Although NJDOH is not recommending cancelling activities or events and Princeton, which includes the upcoming alumni reunion, the report stresses the importance of “good hygiene habits” in order to prevent the potential spread of the meningococcal disease. 

According to the Center for Disease Control (CDC), bacterial meningitis is contagious, but is generally transmitted through direct exchange of "respiratory and throat secretions" by close personal contact, such as sharing drinks, kissing, and being in close proximity for a lengthy period of time. All of which occur at high levels at Princeton Reunions and on campus in general.

Reunions, as the annual alumni bacchanal is known, is one of the largest regular alumni gathering in the United States.
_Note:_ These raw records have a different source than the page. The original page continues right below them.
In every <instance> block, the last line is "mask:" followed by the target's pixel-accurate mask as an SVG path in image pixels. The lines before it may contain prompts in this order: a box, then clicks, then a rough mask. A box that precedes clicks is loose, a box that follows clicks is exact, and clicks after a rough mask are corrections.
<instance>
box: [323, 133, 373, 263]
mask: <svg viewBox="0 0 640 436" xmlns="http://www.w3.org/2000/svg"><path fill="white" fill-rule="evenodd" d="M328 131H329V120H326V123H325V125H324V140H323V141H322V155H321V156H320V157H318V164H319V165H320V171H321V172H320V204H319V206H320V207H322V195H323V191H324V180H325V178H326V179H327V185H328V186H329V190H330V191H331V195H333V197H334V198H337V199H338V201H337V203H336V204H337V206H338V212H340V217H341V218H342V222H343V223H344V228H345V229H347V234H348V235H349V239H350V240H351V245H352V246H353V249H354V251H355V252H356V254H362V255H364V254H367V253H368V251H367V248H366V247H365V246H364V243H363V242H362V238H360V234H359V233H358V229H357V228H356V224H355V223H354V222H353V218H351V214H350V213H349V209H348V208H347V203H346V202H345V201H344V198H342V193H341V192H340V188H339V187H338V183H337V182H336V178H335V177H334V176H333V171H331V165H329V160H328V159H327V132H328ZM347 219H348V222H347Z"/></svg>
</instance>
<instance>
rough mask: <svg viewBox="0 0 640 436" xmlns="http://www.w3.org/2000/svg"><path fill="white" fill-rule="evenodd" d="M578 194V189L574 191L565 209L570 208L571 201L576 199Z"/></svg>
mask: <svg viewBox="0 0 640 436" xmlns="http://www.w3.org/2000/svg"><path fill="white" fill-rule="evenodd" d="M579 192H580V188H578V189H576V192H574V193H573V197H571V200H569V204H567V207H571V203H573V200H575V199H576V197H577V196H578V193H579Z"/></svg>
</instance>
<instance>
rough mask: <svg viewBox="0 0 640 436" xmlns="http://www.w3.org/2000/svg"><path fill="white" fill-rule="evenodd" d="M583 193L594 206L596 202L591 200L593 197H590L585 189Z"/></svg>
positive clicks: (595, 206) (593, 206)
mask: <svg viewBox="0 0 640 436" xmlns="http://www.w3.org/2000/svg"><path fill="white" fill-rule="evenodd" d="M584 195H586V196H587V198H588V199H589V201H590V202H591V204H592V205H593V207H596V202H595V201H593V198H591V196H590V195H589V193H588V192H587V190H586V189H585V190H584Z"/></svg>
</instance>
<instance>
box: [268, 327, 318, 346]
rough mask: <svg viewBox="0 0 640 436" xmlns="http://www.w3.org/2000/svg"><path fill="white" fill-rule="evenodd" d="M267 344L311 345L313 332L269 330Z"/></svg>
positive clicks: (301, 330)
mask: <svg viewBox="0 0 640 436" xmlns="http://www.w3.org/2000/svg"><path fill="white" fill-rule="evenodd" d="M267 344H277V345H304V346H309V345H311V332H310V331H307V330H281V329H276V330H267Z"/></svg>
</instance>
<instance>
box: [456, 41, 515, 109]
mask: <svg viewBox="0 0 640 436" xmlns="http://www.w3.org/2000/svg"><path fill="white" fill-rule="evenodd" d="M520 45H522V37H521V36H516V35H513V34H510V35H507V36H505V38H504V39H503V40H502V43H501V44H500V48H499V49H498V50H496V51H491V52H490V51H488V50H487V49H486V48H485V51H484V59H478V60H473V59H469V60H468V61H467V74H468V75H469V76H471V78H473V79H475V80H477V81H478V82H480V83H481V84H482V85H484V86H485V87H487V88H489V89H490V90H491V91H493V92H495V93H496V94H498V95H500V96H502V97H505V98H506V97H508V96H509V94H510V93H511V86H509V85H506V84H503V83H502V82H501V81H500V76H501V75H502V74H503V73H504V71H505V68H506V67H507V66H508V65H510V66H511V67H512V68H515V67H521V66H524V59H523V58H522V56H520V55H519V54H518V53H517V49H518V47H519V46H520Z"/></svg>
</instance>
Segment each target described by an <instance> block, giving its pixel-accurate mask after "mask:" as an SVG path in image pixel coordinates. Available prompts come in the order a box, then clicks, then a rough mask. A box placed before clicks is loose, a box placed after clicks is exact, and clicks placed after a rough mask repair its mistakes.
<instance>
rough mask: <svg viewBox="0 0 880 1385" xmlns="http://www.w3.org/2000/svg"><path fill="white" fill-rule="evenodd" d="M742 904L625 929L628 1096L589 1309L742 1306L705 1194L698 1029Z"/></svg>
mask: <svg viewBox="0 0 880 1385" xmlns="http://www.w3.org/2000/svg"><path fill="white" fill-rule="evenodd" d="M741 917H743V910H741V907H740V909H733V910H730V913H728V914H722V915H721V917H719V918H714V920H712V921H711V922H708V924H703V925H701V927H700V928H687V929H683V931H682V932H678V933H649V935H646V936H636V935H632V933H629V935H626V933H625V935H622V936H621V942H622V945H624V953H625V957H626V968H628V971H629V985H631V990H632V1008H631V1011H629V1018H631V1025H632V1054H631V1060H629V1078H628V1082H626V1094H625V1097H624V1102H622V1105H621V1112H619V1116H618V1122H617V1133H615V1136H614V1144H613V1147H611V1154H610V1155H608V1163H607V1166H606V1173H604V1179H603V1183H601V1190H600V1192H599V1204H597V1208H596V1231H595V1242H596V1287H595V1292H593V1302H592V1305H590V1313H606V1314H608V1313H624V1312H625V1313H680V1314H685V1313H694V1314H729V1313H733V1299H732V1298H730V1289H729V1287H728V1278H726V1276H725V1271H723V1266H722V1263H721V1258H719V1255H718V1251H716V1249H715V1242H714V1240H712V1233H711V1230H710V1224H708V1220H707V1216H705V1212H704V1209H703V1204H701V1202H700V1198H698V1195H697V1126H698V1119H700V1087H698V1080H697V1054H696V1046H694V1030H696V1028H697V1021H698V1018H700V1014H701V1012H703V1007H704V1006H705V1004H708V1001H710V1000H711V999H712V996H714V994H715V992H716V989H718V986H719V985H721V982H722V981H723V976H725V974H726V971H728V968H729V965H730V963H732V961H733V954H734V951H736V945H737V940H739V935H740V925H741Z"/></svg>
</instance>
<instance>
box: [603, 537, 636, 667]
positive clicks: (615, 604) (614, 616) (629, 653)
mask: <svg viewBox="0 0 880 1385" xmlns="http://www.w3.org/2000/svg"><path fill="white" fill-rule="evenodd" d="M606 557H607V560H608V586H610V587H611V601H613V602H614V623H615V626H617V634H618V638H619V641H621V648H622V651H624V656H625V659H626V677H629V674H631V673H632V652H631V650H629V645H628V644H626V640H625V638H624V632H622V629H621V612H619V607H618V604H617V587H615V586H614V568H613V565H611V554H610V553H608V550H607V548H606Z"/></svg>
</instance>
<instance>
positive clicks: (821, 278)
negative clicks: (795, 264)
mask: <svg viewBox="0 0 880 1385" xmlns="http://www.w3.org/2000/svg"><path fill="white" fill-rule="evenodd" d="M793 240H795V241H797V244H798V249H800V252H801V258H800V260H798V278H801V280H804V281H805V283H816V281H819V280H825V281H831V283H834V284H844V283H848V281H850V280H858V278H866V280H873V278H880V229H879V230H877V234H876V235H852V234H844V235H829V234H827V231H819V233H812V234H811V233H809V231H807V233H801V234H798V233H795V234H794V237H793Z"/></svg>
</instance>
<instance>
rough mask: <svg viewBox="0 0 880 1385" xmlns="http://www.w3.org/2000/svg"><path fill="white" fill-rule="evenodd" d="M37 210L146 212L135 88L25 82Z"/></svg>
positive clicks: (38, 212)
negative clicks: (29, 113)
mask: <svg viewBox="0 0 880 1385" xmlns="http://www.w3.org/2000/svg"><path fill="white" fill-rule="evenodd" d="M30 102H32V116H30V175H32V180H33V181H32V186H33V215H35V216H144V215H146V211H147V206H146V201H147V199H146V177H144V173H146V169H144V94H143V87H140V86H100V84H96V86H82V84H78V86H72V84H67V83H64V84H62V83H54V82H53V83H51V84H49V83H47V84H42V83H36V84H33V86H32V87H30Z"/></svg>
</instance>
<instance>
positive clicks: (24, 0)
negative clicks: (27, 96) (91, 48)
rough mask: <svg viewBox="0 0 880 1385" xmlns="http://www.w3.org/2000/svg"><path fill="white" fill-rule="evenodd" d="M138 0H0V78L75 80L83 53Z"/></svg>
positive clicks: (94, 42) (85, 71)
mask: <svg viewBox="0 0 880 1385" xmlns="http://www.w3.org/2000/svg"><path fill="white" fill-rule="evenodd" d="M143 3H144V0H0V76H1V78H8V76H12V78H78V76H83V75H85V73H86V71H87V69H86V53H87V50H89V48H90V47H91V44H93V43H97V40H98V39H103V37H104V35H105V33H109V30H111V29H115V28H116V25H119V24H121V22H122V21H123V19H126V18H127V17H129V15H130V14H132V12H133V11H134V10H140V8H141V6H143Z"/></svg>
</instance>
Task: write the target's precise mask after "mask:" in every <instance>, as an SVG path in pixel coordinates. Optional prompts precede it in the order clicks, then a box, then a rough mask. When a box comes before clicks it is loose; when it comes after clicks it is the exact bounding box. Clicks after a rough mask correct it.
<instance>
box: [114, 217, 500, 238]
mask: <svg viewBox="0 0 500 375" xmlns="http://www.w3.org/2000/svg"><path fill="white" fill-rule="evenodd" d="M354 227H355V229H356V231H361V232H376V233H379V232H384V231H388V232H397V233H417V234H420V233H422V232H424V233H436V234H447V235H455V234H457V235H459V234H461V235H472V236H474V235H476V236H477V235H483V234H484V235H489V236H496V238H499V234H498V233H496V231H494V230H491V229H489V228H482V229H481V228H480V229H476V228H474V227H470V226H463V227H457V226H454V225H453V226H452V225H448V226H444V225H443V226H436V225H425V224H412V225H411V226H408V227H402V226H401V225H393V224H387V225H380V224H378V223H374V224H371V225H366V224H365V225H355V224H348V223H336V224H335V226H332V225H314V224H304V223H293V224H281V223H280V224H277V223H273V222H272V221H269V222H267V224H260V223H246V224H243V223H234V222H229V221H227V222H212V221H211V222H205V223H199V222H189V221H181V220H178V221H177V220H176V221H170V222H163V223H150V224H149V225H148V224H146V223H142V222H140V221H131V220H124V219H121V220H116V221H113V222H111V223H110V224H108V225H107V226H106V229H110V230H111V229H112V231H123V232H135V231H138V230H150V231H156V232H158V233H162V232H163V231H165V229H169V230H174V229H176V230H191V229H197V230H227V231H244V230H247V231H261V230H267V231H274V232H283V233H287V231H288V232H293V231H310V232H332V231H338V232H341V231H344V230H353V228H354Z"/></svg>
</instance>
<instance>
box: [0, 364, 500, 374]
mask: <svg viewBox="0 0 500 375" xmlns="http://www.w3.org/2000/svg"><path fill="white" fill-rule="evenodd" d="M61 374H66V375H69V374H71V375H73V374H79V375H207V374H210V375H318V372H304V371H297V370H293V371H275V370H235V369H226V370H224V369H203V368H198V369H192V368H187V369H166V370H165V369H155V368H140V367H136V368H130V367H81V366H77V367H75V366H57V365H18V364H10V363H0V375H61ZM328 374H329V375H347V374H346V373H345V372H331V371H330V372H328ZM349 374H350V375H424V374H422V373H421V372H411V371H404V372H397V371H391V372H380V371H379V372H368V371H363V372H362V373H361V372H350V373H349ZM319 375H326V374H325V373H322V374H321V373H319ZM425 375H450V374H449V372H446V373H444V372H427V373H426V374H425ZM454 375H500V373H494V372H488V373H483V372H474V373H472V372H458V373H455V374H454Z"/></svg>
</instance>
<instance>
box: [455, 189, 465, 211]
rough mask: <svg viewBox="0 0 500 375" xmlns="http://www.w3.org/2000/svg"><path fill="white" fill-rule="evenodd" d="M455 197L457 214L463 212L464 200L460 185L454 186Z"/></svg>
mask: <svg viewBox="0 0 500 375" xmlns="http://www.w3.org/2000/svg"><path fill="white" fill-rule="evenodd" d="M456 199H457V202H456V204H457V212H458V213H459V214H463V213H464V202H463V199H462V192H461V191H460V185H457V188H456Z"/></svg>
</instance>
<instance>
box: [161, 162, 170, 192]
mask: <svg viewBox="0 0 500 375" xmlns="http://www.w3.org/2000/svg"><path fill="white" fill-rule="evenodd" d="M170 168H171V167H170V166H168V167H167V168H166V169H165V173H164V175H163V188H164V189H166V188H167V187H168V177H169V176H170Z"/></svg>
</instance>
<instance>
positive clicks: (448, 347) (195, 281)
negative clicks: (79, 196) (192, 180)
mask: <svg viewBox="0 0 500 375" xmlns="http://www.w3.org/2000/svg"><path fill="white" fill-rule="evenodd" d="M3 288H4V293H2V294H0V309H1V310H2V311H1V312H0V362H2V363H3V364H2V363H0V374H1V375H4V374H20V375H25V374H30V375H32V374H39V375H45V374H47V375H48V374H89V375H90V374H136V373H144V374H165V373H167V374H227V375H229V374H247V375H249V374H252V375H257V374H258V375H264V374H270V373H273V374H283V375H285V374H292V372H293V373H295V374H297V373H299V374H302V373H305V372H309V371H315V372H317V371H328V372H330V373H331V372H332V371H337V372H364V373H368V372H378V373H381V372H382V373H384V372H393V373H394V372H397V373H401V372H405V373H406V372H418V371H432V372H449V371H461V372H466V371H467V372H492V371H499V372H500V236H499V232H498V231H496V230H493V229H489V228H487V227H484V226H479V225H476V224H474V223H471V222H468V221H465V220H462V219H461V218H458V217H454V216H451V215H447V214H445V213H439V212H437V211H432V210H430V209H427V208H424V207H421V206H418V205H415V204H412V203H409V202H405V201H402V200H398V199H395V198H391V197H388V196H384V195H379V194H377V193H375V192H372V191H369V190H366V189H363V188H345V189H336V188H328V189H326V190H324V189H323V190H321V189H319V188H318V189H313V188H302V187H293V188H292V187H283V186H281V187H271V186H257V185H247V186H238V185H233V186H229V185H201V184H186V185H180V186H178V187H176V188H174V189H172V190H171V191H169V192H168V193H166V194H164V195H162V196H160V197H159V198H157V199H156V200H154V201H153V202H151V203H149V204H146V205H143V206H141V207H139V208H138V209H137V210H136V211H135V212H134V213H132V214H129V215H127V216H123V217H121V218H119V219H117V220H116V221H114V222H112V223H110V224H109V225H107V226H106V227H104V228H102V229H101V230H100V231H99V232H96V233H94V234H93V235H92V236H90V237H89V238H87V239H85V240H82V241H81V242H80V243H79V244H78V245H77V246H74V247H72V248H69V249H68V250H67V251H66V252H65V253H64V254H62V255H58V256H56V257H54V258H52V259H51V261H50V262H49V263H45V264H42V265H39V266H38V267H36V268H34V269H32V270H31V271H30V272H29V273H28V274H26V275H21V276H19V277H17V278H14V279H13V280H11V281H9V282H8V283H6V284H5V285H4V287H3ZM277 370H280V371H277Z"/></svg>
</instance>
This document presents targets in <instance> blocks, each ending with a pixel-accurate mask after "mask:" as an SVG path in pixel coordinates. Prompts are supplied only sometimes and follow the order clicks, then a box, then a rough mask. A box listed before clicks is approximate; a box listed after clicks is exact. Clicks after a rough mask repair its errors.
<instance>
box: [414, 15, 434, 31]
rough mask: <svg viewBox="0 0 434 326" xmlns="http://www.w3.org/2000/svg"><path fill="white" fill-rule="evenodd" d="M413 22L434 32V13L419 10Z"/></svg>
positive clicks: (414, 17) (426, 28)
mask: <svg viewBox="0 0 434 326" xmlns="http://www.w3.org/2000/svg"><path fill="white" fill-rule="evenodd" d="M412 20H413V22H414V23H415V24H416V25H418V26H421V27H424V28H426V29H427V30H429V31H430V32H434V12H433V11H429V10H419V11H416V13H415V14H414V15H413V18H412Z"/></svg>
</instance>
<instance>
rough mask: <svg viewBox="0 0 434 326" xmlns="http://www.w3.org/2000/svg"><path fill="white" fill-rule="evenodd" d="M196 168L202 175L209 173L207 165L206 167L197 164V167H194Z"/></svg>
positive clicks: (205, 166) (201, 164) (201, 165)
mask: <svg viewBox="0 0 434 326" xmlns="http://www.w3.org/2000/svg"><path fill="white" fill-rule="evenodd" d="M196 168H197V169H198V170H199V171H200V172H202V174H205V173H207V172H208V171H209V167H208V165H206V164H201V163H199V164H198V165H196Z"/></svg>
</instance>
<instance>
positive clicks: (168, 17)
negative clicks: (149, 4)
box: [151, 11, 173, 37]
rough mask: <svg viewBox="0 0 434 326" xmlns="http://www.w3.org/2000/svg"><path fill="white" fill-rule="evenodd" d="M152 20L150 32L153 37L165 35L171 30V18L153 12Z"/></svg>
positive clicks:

The annual gathering is just one of several events at Princeton University that highlights libertine attitudes towards sexuality and relationships. According to many students, alumni, and faculty members, the “hook-up culture” — a sexual and social atmosphere marked by impulsive sexual decision — making and uncommitted relationships — is the dominant ethos on campus.

Norman Thomas, the valedictorian of Princeton’s class of 1905, a clergyman, and a perennial Socialist candidate for president, rarely, if ever, missed a reunion of his class. "Some things in life justify themselves emotionally, without necessity for analytic reasoning," Thomas was quoted as saying. "On the whole, Princeton reunions fall in that category. In my moralizing moments, I may regret that reunions are too greatly inspired by the prayer: 'Make me a sophomore again just for tonight,' which prayer, with the aid of a sometimes excessive consumption of the spirituous, rather than the spiritual, often seems to be granted."

According to the CDC, approximately 4,000 cases of bacterial meningitis are contracted in the United States annually, of which roughly 500 cases are fatal. However, in an atmosphere that seems to transport an alumnus to a dimension where his youth never truly ended, will "good hygiene practices," be on anyone’s mind?